Remember, Jesus said, “You’ll hear about wars and rumors of wars. See to it,” choose, “that you’re not alarmed.” We can choose today, we place our hope in Christ before the storm so we can stand strong in the storm.

And so, on Christ, we have staked our lives, our fortunes, our eternities, our families, our hopes and dreams rest on this reality that Jesus of Nazareth is God of the universe, that He came down among us as Messiah, that He died on the cross for the sins of the world, that He rose again on the third day, and that He will return to establish a kingdom of peace and prosperity. And until then, He will give daily bread to all of His followers and He will sustain us.

Peter writes, “In Him,” in Christ, “you have everything necessarily for life and for godliness.” The Church has no power apart from Christ. But in Christ, the Church has all the power it will ever need. In Christ, you have all the power you will ever need. In Christ, you can do all the things that He has called you to do. You have everything necessary for life and godliness in Him.

Romans 15:13 puts it this way, “May the God of hope fill you with all joy and peace as you trust in Him.” It’s when you trust in Him before the storm and in the storm, that’s when He fills you with joy and peace, “…so that you may overflow with hope.” This is written to Christian who were running for their lives. This is written to Christians who were in an uncomfortable situation.
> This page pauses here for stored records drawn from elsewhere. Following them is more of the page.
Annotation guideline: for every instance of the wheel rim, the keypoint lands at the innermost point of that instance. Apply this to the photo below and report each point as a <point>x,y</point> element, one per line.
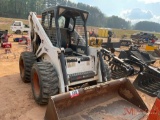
<point>36,84</point>
<point>22,68</point>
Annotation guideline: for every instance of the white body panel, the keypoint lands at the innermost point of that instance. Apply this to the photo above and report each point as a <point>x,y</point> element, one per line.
<point>47,52</point>
<point>18,25</point>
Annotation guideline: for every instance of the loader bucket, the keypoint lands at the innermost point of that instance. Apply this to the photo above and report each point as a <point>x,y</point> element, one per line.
<point>113,100</point>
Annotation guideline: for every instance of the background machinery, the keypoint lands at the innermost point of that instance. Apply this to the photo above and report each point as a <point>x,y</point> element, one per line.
<point>63,66</point>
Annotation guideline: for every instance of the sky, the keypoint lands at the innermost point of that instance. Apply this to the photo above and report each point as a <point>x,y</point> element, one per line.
<point>132,10</point>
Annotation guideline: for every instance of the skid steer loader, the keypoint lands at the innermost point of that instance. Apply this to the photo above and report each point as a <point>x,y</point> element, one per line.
<point>63,66</point>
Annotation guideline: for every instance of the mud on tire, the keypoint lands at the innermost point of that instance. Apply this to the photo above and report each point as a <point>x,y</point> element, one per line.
<point>26,61</point>
<point>44,81</point>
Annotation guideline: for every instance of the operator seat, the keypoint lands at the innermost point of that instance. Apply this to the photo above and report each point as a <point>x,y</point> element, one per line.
<point>65,39</point>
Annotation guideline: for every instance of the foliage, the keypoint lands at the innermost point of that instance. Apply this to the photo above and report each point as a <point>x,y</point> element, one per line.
<point>147,26</point>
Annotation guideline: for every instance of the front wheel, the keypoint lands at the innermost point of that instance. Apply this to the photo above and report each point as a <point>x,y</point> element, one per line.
<point>44,81</point>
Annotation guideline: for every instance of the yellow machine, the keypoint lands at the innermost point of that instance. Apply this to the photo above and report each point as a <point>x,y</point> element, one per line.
<point>104,32</point>
<point>94,42</point>
<point>150,47</point>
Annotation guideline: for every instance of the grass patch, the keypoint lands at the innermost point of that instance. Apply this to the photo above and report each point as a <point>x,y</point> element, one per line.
<point>5,23</point>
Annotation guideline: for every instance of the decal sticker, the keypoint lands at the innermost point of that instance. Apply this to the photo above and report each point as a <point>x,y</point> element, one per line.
<point>74,93</point>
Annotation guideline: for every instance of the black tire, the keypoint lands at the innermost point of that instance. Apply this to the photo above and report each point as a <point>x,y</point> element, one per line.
<point>26,61</point>
<point>108,71</point>
<point>44,81</point>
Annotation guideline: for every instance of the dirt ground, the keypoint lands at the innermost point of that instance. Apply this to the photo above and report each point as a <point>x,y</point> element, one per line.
<point>16,98</point>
And he says, “You will overflow with hope.” And they did! They continued to change the world. Why? Because they trusted in God.
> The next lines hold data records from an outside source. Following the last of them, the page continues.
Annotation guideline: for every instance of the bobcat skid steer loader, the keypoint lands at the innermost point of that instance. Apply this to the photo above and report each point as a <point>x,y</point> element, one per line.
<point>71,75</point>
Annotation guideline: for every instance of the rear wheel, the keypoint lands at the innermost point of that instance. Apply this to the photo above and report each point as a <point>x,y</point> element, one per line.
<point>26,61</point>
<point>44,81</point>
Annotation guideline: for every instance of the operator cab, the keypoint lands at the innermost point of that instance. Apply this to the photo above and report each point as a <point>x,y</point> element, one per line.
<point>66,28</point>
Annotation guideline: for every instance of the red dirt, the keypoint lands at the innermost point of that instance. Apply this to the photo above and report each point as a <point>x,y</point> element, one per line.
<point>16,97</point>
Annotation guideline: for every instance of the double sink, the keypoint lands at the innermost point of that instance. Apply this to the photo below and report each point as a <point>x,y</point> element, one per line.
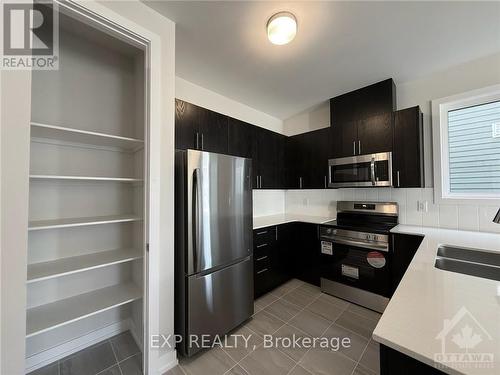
<point>474,262</point>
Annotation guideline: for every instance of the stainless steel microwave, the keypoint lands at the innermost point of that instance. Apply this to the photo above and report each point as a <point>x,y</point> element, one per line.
<point>361,171</point>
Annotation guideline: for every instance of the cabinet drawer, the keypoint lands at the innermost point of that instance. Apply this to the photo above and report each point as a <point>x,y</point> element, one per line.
<point>264,236</point>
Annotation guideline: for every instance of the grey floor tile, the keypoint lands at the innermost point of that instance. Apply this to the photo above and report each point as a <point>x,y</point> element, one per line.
<point>236,370</point>
<point>334,300</point>
<point>325,309</point>
<point>267,362</point>
<point>310,323</point>
<point>357,323</point>
<point>354,349</point>
<point>264,323</point>
<point>52,369</point>
<point>320,362</point>
<point>360,370</point>
<point>299,370</point>
<point>364,312</point>
<point>283,339</point>
<point>213,362</point>
<point>89,361</point>
<point>177,370</point>
<point>371,357</point>
<point>114,370</point>
<point>283,310</point>
<point>132,365</point>
<point>238,347</point>
<point>299,297</point>
<point>124,346</point>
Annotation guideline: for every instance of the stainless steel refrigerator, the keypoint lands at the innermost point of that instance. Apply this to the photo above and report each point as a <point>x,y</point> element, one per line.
<point>213,226</point>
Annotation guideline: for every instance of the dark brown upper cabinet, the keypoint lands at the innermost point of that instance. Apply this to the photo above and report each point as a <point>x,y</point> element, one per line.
<point>264,147</point>
<point>199,128</point>
<point>361,120</point>
<point>408,149</point>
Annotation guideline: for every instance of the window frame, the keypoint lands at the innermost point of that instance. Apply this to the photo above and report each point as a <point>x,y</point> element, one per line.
<point>440,109</point>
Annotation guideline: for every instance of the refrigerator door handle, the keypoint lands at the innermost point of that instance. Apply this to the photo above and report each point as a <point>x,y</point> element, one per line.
<point>196,219</point>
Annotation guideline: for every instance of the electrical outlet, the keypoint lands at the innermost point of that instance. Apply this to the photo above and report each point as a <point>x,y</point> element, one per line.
<point>423,206</point>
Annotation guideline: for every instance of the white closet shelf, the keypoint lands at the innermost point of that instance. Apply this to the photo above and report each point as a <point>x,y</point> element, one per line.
<point>83,178</point>
<point>81,221</point>
<point>66,266</point>
<point>70,135</point>
<point>56,314</point>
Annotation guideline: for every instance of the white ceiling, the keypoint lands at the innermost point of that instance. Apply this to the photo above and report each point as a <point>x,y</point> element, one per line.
<point>340,46</point>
And He filled them with His hope by the power of the same Holy Spirit who lives and breathes inside of you today as a follower of Christ.

Third response for us is that now is the time to go all in for the kingdom. Now is the time. There are moments in life when you get shaken and then you get perspective.
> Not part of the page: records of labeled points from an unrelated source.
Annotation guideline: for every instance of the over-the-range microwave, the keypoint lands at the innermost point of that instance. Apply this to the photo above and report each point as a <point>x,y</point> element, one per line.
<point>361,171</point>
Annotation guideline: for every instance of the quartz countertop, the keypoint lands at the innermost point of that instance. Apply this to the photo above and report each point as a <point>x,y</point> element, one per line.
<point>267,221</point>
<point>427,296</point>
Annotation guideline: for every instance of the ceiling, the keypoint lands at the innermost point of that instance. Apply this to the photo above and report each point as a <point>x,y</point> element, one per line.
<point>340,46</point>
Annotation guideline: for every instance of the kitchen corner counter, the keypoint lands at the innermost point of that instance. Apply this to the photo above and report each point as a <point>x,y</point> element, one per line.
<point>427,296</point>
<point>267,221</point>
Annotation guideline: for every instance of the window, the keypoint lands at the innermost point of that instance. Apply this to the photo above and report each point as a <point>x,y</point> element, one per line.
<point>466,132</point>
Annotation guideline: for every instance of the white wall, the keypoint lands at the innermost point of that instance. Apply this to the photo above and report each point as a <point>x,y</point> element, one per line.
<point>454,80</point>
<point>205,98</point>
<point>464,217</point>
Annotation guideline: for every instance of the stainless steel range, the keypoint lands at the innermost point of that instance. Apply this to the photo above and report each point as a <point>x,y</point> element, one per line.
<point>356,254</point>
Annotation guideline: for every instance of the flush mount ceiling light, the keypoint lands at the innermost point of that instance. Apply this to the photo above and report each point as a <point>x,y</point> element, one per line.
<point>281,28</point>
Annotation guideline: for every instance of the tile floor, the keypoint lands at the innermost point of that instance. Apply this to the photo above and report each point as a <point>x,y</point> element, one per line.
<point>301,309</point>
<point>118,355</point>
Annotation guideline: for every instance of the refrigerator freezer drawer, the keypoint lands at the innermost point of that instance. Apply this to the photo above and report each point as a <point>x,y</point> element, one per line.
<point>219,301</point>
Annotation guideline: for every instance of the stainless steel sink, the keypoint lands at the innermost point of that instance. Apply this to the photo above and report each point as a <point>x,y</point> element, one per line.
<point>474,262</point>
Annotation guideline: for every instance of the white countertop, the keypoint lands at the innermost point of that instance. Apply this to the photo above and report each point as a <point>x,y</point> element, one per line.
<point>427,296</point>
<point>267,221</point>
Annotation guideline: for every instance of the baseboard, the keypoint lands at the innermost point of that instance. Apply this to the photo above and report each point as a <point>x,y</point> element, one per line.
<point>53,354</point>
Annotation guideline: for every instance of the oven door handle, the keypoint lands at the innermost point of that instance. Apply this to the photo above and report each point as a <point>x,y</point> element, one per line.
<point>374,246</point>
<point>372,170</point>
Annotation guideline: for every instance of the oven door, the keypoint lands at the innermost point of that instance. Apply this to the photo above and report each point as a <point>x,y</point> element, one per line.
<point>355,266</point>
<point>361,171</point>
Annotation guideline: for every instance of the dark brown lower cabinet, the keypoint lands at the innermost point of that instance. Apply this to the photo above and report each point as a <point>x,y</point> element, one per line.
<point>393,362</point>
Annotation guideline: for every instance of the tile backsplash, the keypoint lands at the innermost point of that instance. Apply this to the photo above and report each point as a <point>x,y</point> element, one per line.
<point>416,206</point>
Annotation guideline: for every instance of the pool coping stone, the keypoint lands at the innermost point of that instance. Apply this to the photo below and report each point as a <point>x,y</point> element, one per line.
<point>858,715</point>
Very often, as we do marriage, counseling here for couples who are – usually it’s some kind of, either someone had an affair or almost had an affair. And they get shaken and they are, “We’ve got to work on this.”

Or sometimes you’re going along and in your finances and all of a sudden you realize, Whoa, I’ve got to make some changes. And the thing is, when we really see where the world is headed, outside of our suburban cocoon, but the rest of the world, where we see where it’s headed, if we have got our eyes open, if we’re reading the Word of God, it should shake us up a little bit to cause not a panic, but a sense of purpose and urgency with purpose.

We say, “Now is the time.” We are the richest Christians in all of world history. We are the most free Christians in all of world history. We have the ability to film a video or write a devotional about Jesus today and have Christians around the world hear it today. No other church in history has had these opportunities that are before us.

And we see this window of global peace and this window of prosperity and opportunity. It’s not going to last forever. Now is the time for us to go all-in in raising our kids for Christ and in using what God has entrusted to us to tell others about Christ. Because our hope is in the One who will carry us safely to the promised land.

When we understand where the world is headed, we can’t go on living like Jesus is just another hope on a buffet of hopes.

And here’s what I want to challenge us with that we live in such a time when a small group of people, the American Church is not the whole Church, but we are the wealthiest Church in world history, could turn the course of world events if we choose to go all-in.

And the question for us, maybe the world is too big to think about, but how about changing our kids’ lives at least? Is, will we go all-in in our faith? Will we be Christians who understand what is happening and where it’s leading so we can respond with a stronger faith, an all-in faith?